On 5th March 2021, the Takshashila Institution hosted Mohamed Zeeshan to discuss his new book, Flying Blind: India’s Quest for Global Leadership. He is a policy analyst and Editor-in-Chief of Freedom Gazette, a policy advocate site based in India.
Gaurav Jabulee anchored the event, Asia Legal Director at Texas Instruments, and the panellists included Ruturaj Gowaikar, Narayan Kannan and Deepali Dewan, alumni from Takshashila. The discussion starts with Zeeshan talking about his book. He mentioned that India’s influence is not on par with its size. Answering the question as to how India can build more influence on the global stage, he said India must influence international interest groups, build up its bilateral bargaining power, have a coherent grand strategy and resolve the fundamental debate about what its foreign policy stands for to become an important political player in the world. He also says that India must be actively involved with regions like the Middle East to strengthen partnership with big powers like the US.
The discussion steers towards the relationship between India and the UNSC. Zeeshan emphasises that the UN veto is an important bargaining chip and that if India wants to hold a permanent seat one day, it needs support from other countries. He says India must be actively engaged in these countries to achieve this, so they must build alliances inside and outside the security council.
Upon being asked the question on whether India has the institutional capacity to help other countries, Zeeshan gives the example of the Indian Technical and Economic Cooperation Programme (ITEC) which has been giving advice to other countries on institution building.
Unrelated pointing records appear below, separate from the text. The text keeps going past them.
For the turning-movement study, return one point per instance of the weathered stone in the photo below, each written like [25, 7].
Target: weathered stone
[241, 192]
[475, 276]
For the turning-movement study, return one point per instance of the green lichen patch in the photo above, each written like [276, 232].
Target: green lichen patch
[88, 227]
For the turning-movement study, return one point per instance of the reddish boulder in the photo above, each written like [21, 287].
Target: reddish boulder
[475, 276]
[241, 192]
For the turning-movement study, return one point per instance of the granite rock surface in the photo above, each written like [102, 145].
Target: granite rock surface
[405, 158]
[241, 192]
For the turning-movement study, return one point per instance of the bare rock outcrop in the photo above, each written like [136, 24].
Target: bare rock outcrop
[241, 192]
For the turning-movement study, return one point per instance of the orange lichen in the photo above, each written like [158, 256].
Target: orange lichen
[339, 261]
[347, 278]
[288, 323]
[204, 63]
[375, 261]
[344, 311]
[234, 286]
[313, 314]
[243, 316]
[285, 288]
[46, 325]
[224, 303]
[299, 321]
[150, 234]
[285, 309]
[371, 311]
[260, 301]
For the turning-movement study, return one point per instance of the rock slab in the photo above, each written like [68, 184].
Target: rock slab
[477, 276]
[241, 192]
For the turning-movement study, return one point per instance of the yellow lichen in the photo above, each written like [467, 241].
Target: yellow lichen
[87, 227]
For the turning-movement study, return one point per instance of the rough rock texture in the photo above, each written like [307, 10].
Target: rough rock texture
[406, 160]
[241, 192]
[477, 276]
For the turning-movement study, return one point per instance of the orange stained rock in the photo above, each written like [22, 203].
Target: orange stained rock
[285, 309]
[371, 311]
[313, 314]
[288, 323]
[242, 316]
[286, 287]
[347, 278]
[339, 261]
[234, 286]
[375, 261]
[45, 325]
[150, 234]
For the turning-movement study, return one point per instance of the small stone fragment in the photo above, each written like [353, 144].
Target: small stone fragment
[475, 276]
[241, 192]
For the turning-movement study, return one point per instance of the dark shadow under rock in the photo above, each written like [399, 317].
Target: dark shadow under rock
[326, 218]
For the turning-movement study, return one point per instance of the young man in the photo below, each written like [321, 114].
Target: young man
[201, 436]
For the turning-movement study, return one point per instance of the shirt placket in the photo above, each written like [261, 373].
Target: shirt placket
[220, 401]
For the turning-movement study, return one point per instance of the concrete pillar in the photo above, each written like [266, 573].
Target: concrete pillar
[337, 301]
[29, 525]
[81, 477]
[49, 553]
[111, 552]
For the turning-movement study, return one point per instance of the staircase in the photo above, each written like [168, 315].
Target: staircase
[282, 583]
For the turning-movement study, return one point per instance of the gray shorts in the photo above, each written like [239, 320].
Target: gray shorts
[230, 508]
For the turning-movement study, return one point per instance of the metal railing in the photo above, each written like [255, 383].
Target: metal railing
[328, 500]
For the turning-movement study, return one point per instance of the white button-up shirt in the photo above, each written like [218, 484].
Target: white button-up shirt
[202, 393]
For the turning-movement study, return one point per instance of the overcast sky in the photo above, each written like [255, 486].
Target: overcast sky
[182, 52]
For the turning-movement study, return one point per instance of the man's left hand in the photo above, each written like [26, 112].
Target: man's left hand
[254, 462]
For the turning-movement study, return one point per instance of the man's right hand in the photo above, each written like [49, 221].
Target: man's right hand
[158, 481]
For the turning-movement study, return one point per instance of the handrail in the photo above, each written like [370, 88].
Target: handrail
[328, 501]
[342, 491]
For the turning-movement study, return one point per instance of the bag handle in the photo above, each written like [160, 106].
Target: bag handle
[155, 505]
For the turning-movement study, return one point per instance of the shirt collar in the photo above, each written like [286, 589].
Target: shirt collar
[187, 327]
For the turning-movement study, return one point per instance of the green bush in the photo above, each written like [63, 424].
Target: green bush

He continues to say that India must build international development platforms that are more inclusive and take lessons from other countries, as well as with sharing lessons with them. This will make India a developing partner.
The conversation continues and Zeeshan stresses that India cannot achieve much internationally if their own neighbourhood becomes a liability. He asserts that India’s size and its geographic position is what makes other countries suspicious of them, so building trust is crucial to bridge the gaps.
Finally, as the discussion comes to an end, Zeeshan reiterates the fact that India must avoid behaving in an ad-hoc manner and take stands on important and sensitive international issues, where they can play a key role.